When I was a Masters student at St Andrews, the stated aim of some faculty members was to humiliate visiting speakers, with a “win” for the “home” department declared afterwards. A distinguished Professor from Australia once told me that, years later, he still woke up in the night sweating, reliving how badly his paper at St Andrews had gone. At Leeds during my PhD, there were still a couple of Wittgenstein’s original acolytes knocking about. Apparently first learnt at the feet of the master, the habit had spread amongst some staff there of theatrically wrinkling and striking the forehead in an exaggeratedly contemptuous manner when they heard something they didn’t like, in full view of the visiting speaker. Sometimes they would wheel round, sneeringly turn their backs on the speaker, and hold their heads in their hands.
Frankly, these places scared the bejesus out of me. At St Andrews, I think I only ever spoke twice in class. The second time, I was scoffed at by the teacher so effectively that I didn’t speak in class again there, ever. In Leeds, I used to shake with anxiety walking down the endless departmental corridor. Towards the end of my time there, I finally dared to put up my hand to ask a question at a research seminar, and thought I must be having a heart attack, so loudly was my heart banging in my chest.
Most places back then were like this, I think. Academic philosophers were nearly all men, and many (most?) of them were eccentric, obsessive, grumpy men with minds like steel traps. Philosophy departments were places where derision, incredulity, and scorn were manifested on a daily basis without any attempt to hide it.
You probably expect me to say how terrible this all was.
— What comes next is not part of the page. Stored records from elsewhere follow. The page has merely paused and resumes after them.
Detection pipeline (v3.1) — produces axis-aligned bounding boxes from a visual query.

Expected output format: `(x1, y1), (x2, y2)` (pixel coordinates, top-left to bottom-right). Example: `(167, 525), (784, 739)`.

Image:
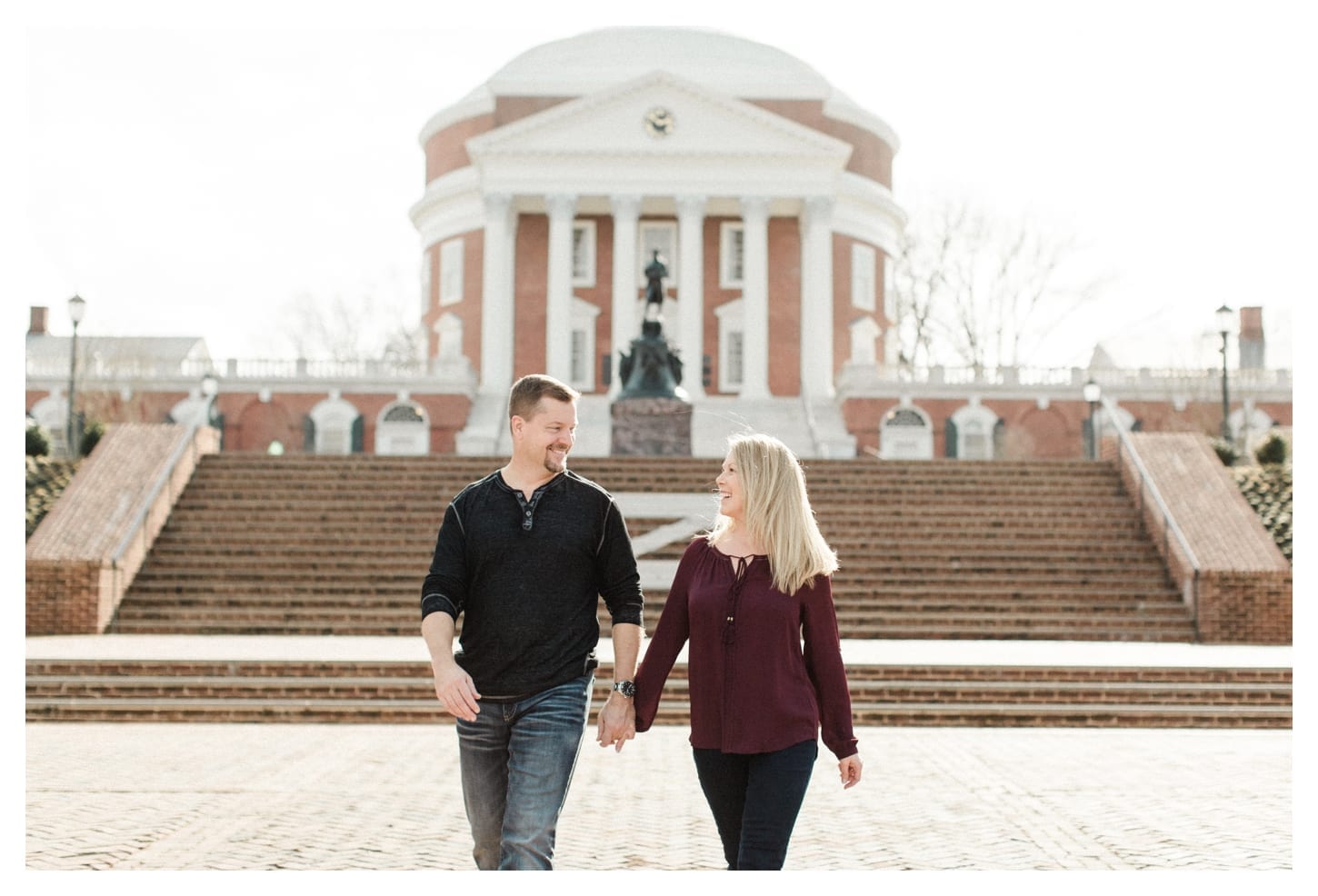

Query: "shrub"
(1231, 465), (1294, 560)
(27, 456), (78, 538)
(1213, 439), (1240, 466)
(1253, 433), (1289, 466)
(78, 421), (105, 457)
(27, 423), (50, 457)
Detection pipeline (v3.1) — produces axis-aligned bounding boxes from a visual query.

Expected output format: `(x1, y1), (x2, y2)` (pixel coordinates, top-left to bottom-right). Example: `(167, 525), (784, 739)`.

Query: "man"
(421, 374), (642, 870)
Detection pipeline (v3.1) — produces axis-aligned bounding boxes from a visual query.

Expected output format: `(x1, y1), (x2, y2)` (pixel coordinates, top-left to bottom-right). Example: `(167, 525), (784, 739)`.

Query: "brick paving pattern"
(25, 723), (1292, 871)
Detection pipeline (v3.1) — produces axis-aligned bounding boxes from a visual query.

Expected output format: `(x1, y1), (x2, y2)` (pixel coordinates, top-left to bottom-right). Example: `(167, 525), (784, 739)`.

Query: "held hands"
(837, 753), (862, 791)
(594, 691), (636, 752)
(431, 662), (481, 722)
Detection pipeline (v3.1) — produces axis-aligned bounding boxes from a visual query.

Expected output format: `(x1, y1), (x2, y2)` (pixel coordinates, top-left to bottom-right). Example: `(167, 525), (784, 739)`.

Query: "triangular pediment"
(468, 71), (852, 172)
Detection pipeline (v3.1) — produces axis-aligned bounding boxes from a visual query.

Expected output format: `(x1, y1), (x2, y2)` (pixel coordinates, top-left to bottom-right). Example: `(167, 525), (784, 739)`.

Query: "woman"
(635, 435), (861, 871)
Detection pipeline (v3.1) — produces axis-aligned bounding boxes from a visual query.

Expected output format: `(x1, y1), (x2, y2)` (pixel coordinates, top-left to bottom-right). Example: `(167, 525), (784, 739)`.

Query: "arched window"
(879, 404), (934, 460)
(714, 299), (746, 393)
(375, 401), (430, 454)
(849, 317), (879, 365)
(569, 296), (604, 393)
(307, 393), (361, 454)
(946, 399), (999, 460)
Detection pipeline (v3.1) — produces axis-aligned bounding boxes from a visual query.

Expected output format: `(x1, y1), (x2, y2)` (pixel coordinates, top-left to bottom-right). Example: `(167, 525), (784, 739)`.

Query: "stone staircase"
(27, 660), (1292, 729)
(26, 453), (1292, 727)
(111, 454), (1194, 642)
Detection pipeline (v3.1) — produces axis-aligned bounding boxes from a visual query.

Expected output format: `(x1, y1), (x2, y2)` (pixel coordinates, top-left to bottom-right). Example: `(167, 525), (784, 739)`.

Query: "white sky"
(7, 0), (1318, 366)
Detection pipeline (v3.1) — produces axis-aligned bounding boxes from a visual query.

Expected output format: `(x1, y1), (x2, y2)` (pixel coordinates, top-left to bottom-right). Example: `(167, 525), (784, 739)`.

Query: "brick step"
(25, 659), (1294, 693)
(131, 569), (1172, 594)
(26, 660), (1292, 729)
(26, 670), (1292, 706)
(837, 607), (1190, 632)
(109, 609), (1194, 643)
(834, 597), (1189, 621)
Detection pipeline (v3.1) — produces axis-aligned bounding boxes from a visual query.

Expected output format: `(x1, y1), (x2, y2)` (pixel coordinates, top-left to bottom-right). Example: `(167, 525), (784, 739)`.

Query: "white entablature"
(466, 71), (852, 203)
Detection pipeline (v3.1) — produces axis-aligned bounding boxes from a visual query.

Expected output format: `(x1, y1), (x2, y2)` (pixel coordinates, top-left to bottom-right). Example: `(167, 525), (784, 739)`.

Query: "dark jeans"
(457, 673), (594, 871)
(692, 741), (818, 871)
Actually, I wonder if it wasn’t the best of all possible worlds in comparison to what came next.
She goes on to recount the history of how the British philosophy profession attempted to neuter microaggressions in the seminar room to make women philosophers feel less challenged, with the ironic result that hyperaggressive ex-men and testosterone-mainlining ex-women took over and pushed women’s concerns to the margins.